Newbie Robots.txt file Q

Forum Moderators: goodroi

Message Too Old, No Replies

Newbie Robots.txt file Q

CoffeeMan

12:47 am on Oct 2, 2005 (gmt 0)

Hi Folks,

I am a newbie to Robots.txt files and would like opinions on my file:

# All robots will spider the domain

User-agent: *

Disallow: /cgi-bin/
Disallow: /images/
Disallow: leftpage.html
Disallow: header.html
Disallow: footer.html

I have just recently moved from mostly Frame webpages to mostly non-frame web pages.

Your comments are appreciated.

Regards,

Tom

[edited by: Woz at 1:04 am (utc) on Oct. 2, 2005]
[edit reason] No URLs please, see Tos#13 [/edit]

Lord Majestic

12:50 am on Oct 2, 2005 (gmt 0)

You may want to remove your domain name as its against TOS to post it here.

Your robots.txt is fine apart from:

Disallow: leftpage.html
Disallow: header.html
Disallow: footer.html

Every single URL has to start with / otherwise you should not count on it being matched.

CoffeeMan

1:12 am on Oct 2, 2005 (gmt 0)

Lord Majestic,

Sorry about the URL - it was an honest mistake - also, it looks like the eraser has already taken it out.

#1 So... my R.txt file should look like this?:

User-agent: *

Disallow: /cgi-bin/
Disallow: /images/

#2 - can you elaborate further on:
Every single URL has to start with / otherwise you should not count on it being matched.

TIA,

Tom

Lord Majestic

3:57 pm on Oct 2, 2005 (gmt 0)

Every single URL has to start with / otherwise you should not count on it being matched.
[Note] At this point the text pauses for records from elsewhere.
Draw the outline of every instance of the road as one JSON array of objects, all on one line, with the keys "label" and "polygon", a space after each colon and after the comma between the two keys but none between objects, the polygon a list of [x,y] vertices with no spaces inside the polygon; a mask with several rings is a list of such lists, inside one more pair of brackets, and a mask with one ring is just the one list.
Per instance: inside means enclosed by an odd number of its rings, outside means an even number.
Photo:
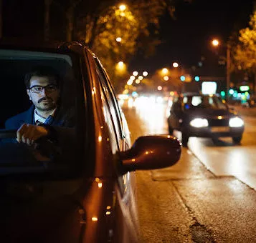
[{"label": "road", "polygon": [[[167,133],[164,107],[123,109],[132,142]],[[253,111],[239,110],[245,121],[241,145],[191,138],[176,165],[136,172],[141,242],[256,242]]]}]

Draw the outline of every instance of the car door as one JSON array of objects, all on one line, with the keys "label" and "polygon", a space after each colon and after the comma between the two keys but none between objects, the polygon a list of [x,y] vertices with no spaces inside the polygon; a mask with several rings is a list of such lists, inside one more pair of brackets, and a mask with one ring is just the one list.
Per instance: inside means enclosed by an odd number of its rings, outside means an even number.
[{"label": "car door", "polygon": [[[127,126],[125,117],[121,114],[112,84],[108,79],[105,71],[99,60],[95,58],[97,64],[97,73],[99,76],[102,92],[107,103],[107,112],[111,116],[114,127],[116,142],[119,150],[127,149],[130,146],[129,138],[125,137],[127,132],[123,127]],[[127,127],[126,127],[127,129]],[[136,206],[135,174],[128,172],[124,175],[117,171],[117,184],[115,185],[117,204],[115,207],[115,230],[117,242],[136,242],[138,226],[136,225],[137,208]]]}]

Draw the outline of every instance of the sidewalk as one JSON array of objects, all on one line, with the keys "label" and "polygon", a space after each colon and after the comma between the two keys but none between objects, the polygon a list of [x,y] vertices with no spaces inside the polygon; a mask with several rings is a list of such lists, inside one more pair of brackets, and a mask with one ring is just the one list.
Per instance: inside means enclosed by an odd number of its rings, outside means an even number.
[{"label": "sidewalk", "polygon": [[228,104],[229,107],[234,108],[238,114],[246,116],[256,116],[256,107],[246,108],[240,105]]}]

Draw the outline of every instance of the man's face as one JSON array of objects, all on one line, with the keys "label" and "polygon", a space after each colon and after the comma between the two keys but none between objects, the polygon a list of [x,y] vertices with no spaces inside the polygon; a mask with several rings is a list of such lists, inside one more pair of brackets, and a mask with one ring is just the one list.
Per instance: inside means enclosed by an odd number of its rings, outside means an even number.
[{"label": "man's face", "polygon": [[[30,88],[48,85],[57,86],[53,77],[32,76],[30,79]],[[47,87],[43,89],[42,92],[32,92],[32,89],[27,89],[27,92],[29,99],[39,111],[50,111],[56,108],[60,97],[59,89],[52,91],[52,89]]]}]

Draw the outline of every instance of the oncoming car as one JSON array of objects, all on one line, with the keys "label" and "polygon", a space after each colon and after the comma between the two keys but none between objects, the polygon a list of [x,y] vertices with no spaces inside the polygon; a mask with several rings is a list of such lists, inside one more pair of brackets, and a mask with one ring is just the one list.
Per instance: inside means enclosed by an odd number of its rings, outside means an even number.
[{"label": "oncoming car", "polygon": [[182,144],[187,146],[190,137],[230,137],[234,144],[241,142],[244,122],[217,95],[183,94],[176,98],[168,117],[169,133],[181,132]]},{"label": "oncoming car", "polygon": [[[27,74],[42,66],[55,70],[58,85],[26,87]],[[1,241],[138,242],[135,171],[176,163],[179,141],[144,136],[132,145],[105,69],[78,42],[1,44],[0,70]],[[72,125],[37,125],[33,109],[24,121],[49,133],[17,142],[17,129],[6,129],[6,121],[29,109],[32,95],[59,89],[57,115],[72,117]]]}]

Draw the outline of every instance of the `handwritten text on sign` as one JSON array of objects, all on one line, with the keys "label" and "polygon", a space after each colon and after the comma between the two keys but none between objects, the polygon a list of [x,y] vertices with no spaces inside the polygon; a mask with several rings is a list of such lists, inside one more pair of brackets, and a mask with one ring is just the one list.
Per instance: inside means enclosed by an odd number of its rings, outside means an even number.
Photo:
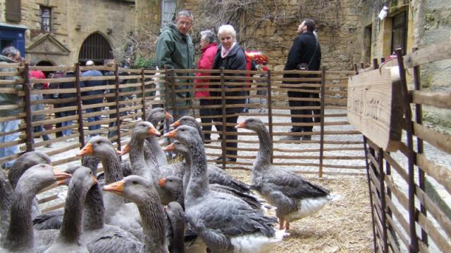
[{"label": "handwritten text on sign", "polygon": [[386,151],[401,140],[401,91],[396,68],[383,67],[348,81],[347,117],[356,129]]}]

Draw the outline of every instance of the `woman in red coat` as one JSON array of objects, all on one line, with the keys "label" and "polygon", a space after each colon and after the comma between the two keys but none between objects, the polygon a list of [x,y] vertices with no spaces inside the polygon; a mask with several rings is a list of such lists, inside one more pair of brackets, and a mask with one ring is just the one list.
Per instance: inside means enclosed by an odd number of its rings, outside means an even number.
[{"label": "woman in red coat", "polygon": [[[216,54],[218,50],[218,46],[215,42],[216,36],[213,32],[210,30],[202,31],[200,32],[200,45],[202,46],[202,55],[199,59],[197,63],[197,68],[199,70],[211,70],[213,66],[213,62],[214,60],[214,56]],[[196,77],[200,76],[209,76],[210,73],[198,72],[196,73]],[[194,79],[195,88],[205,89],[209,88],[208,83],[210,80],[208,79]],[[211,108],[204,108],[204,107],[208,105],[212,105],[214,104],[214,100],[208,99],[210,96],[210,93],[208,91],[195,91],[194,97],[199,98],[200,109],[199,113],[201,116],[201,121],[202,123],[212,123],[213,118],[203,118],[202,116],[214,115],[215,112]],[[205,142],[209,143],[211,140],[210,134],[206,131],[211,131],[211,126],[202,126],[202,131],[204,131],[204,136],[205,138]]]}]

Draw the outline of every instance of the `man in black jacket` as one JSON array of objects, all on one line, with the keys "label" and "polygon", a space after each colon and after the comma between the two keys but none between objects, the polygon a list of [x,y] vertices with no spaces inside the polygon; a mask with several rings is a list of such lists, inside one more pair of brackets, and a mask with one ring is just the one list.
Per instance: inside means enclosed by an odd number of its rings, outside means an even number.
[{"label": "man in black jacket", "polygon": [[[313,20],[305,19],[304,22],[297,28],[297,37],[295,39],[293,46],[288,53],[288,58],[285,65],[284,70],[318,70],[321,61],[321,50],[318,40],[314,34],[315,30],[315,23]],[[307,69],[306,69],[307,68]],[[315,75],[304,75],[303,77],[315,77]],[[297,74],[285,74],[283,77],[298,78],[301,77]],[[302,82],[284,82],[284,84],[297,84],[302,83]],[[310,89],[306,87],[299,88],[302,90]],[[298,92],[288,91],[289,98],[314,98],[319,97],[319,91],[314,88],[311,92]],[[310,101],[290,100],[289,104],[290,107],[311,107],[314,103]],[[312,114],[314,115],[316,112],[311,109],[293,109],[291,111],[291,122],[296,123],[307,123],[311,124]],[[293,117],[294,116],[294,117]],[[313,126],[292,126],[291,131],[293,133],[300,132],[311,132]],[[311,135],[304,136],[288,136],[280,138],[282,141],[297,141],[300,140],[301,137],[304,141],[310,141]]]}]

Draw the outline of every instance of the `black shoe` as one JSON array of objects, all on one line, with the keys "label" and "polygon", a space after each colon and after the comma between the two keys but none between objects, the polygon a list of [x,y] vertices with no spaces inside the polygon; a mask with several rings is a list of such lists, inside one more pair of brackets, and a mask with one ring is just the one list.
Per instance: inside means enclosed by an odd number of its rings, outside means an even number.
[{"label": "black shoe", "polygon": [[279,141],[299,141],[301,136],[288,136],[287,137],[282,137]]}]

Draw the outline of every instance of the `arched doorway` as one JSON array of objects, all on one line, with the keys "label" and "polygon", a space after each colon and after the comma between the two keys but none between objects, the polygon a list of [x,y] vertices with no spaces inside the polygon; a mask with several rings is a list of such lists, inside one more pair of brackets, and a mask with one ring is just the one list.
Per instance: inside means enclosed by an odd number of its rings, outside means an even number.
[{"label": "arched doorway", "polygon": [[85,64],[88,60],[91,60],[96,65],[102,65],[104,64],[104,60],[113,58],[110,44],[99,32],[94,32],[85,39],[78,54],[78,61],[82,64]]},{"label": "arched doorway", "polygon": [[[41,60],[36,64],[37,66],[54,66],[54,64],[48,60]],[[53,71],[43,71],[46,77],[49,77],[49,74],[53,72]]]}]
URLs in Disallow statements should start with / because robots.txt standard requires trying to check if actual URL starts with that value -- since all urls will start with /, it means that if you have not got it specified there then it won't be matched and thus won't be disallowed, and technically it will be all your fault.

CoffeeMan

12:34 pm on Oct 3, 2005 (gmt 0)

LM...

Thanks for your help,